Most people do not anticipate a situation in which a creditor will come after their assets, but these situations are more common than you might think. For example, say your teenager is involved in a car accident and the injured party files a civil suit – your assets could be vulnerable. Likewise, if you get divorced or must file for bankruptcy, your assets can be attached or garnished.
If you would like to protect your portfolio against the possibility of creditors getting access to your assets – now or after you pass assets on to your heirs – it’s a good idea to understand what accounts are the best vehicles to protect your assets.
Up to $1 million in aggregate of all Individual Retirement Accounts’ assets are protected from creditors if you file for bankruptcy. Moreover, a bankruptcy court has the discretion to increase this cap in the “interest of justice.” Outside of a bankruptcy situation, whether or not your IRA will be protected from creditors is largely dependent on state law. The majority of states shield all assets of a traditional IRA from creditors; slightly fewer (but still most) states offer the same protection for a Roth IRA.

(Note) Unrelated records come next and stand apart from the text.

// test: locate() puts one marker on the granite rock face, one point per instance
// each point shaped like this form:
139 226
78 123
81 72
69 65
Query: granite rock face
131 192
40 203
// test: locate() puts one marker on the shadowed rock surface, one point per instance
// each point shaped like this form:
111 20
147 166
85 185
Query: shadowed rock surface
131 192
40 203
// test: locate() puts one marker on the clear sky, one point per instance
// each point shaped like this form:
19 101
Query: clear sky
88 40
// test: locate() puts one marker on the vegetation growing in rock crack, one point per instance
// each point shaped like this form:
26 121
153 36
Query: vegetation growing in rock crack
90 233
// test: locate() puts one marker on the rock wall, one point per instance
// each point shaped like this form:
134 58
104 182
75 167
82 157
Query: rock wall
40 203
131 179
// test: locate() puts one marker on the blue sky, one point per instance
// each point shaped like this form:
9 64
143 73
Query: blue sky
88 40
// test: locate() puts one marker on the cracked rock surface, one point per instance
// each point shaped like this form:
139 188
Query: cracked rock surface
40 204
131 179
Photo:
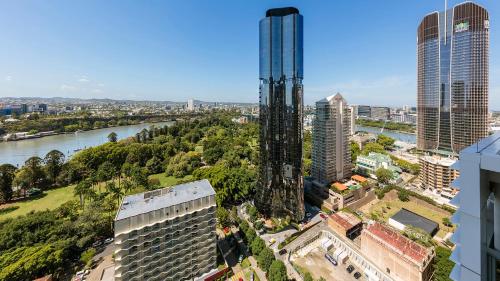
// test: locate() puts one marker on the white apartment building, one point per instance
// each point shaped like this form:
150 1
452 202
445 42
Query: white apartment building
477 238
331 154
166 234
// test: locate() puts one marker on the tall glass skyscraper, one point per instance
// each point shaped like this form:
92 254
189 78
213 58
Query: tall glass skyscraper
452 78
280 190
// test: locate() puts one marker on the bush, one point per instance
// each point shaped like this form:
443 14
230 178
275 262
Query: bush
87 257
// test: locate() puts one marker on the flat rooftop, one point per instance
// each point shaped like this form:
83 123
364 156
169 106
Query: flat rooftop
346 220
414 252
407 217
146 202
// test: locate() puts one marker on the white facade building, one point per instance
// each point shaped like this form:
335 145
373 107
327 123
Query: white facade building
477 238
331 154
166 234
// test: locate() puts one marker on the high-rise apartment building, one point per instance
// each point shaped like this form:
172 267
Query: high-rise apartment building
436 174
190 104
166 234
452 78
280 190
477 237
331 154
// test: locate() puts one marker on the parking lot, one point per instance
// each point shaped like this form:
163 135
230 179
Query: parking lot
316 263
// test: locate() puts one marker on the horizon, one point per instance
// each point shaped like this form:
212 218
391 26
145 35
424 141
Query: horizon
130 51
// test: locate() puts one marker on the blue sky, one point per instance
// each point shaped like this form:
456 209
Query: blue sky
208 50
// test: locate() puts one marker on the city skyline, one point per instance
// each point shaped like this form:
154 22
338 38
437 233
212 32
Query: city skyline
145 62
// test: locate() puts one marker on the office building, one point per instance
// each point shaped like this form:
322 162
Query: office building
331 153
402 259
364 111
380 113
190 105
452 78
369 164
280 189
436 174
166 234
353 111
477 237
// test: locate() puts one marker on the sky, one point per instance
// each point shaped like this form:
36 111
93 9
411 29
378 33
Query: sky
208 50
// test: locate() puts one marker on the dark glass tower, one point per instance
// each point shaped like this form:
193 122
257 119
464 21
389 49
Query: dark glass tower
452 78
280 191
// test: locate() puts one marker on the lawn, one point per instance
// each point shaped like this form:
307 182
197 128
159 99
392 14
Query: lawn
54 198
50 200
387 208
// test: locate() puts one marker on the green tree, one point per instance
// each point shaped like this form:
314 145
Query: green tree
383 175
35 173
252 212
372 147
87 256
54 161
442 264
222 217
112 137
257 245
403 195
385 141
154 165
265 259
7 175
277 272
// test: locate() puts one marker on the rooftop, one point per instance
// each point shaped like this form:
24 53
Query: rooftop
443 161
358 178
408 249
146 202
346 220
407 217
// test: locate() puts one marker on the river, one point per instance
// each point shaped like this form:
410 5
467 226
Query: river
16 152
404 137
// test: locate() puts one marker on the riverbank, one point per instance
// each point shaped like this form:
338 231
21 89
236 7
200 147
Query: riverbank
387 125
17 152
19 136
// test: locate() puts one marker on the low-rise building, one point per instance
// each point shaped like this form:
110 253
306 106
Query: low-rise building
345 224
436 174
166 234
369 164
405 218
401 258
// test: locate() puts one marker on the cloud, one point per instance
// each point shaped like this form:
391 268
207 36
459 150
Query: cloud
83 79
68 88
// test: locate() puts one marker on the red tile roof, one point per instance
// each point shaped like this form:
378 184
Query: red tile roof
339 186
346 220
398 243
358 178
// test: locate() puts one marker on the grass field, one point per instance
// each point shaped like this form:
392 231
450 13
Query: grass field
56 197
387 208
50 200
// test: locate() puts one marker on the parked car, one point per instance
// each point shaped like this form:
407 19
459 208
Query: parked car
331 259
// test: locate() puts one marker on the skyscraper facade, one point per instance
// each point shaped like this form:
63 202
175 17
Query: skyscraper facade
331 154
452 78
280 189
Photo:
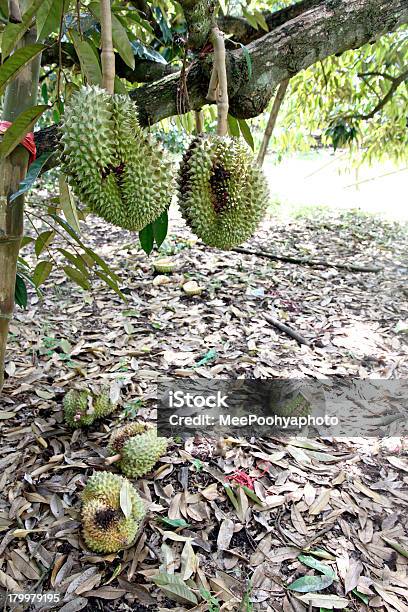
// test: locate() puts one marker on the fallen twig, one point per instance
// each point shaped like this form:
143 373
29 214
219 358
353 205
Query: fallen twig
304 261
287 330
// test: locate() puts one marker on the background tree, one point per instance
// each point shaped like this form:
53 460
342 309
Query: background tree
163 60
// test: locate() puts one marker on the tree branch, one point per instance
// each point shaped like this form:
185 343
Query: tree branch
331 27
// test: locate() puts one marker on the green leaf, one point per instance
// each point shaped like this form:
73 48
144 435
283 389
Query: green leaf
13 32
32 175
20 292
67 203
310 584
48 18
88 59
24 123
14 64
42 272
119 35
160 227
233 126
78 277
146 238
317 565
43 241
247 59
246 132
175 588
75 260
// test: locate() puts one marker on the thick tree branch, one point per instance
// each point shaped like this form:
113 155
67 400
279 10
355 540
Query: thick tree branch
145 71
329 27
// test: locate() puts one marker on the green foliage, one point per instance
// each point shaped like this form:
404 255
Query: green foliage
329 99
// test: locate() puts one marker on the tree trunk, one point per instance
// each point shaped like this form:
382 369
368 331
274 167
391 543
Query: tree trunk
20 95
277 103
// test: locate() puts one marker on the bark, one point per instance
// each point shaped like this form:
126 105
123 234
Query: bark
277 103
329 27
20 95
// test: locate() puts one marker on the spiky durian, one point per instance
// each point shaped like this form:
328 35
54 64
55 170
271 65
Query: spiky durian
82 408
138 448
106 528
111 164
223 194
122 435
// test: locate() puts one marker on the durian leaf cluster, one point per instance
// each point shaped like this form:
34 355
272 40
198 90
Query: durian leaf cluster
83 407
112 511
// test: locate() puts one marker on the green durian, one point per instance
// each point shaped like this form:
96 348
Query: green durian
112 165
82 408
105 526
223 194
122 435
138 448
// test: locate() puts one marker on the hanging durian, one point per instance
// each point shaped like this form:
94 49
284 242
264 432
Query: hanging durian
106 527
137 448
223 194
82 408
112 166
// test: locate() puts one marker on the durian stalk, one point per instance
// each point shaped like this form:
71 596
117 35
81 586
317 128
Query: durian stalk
222 90
108 55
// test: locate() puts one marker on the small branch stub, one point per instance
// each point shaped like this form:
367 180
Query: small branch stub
218 87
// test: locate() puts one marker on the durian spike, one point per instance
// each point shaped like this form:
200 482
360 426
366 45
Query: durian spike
107 55
217 38
113 459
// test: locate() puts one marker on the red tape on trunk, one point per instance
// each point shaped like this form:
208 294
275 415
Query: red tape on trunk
27 142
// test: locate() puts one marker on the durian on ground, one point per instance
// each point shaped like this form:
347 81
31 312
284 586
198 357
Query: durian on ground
223 194
111 164
137 448
83 407
106 527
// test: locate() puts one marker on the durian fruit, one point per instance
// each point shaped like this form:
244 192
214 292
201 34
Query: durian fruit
82 408
105 526
111 164
137 447
223 194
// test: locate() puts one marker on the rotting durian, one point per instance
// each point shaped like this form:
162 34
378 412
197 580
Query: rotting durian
111 164
138 448
82 408
223 194
105 526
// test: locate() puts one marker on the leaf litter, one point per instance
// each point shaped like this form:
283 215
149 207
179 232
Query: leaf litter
318 523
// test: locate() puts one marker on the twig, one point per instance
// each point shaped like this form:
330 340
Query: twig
108 55
304 261
218 42
287 330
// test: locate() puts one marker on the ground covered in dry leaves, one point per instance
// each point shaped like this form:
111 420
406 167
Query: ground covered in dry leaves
330 514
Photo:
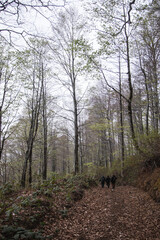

Employer-sponsored plans, such as the 401(k), 403(b), 457(b), SEP IRA and SIMPLE IRA, enjoy unlimited protection under the Employee Retirement Income Security Act of 1974 (ERISA). If you roll over assets from an employer-sponsored plan, they will then be subject to the $1 million limited protection given an IRA in a bankruptcy proceeding, and be subject to state law outside of bankruptcy.
Limited Liability Protection
You can also structure your IRA to wholly own an LLC for the same reason individuals use LLCs in their personal investment and business activities – to limit personal liability. Using a Self-Directed IRA LLC to make investments offers you greater asset and creditor protection than making investments personally. For example, say you purchase rental property under your IRA/LLC and a renter then files a lawsuit as a result of being injured on the property. In this case, only the assets owned by the IRA/LLC are at risk; the lawsuit may not go after your other personal assets.
You might be able to protect IRA assets that you plan to leave to your family (other than your spouse) by naming a trust as your designated IRA beneficiary because a trust also enjoys creditor protection. If you do not do this while you’re alive, your heirs can preserve inherited retirement assets by transferring the IRA they inherit to a “see-through trust.” This type of trust enjoys the same tax-deferred treatment that the beneficiary would enjoy had he inherited the IRA directly, but with far better protection from creditors in the wake of a bankruptcy filing or creditor lawsuit.
Be aware that in July 2014, the Supreme Court unanimously upheld a Seventh Circuit decision (Clark v. Rameker) that an inherited IRA was not protected in a bankruptcy proceeding. This was a specific case in which the IRA beneficiary claimed her inherited assets should be protected against creditors, demonstrating that these protections may come under scrutiny going forward on a case by case basis.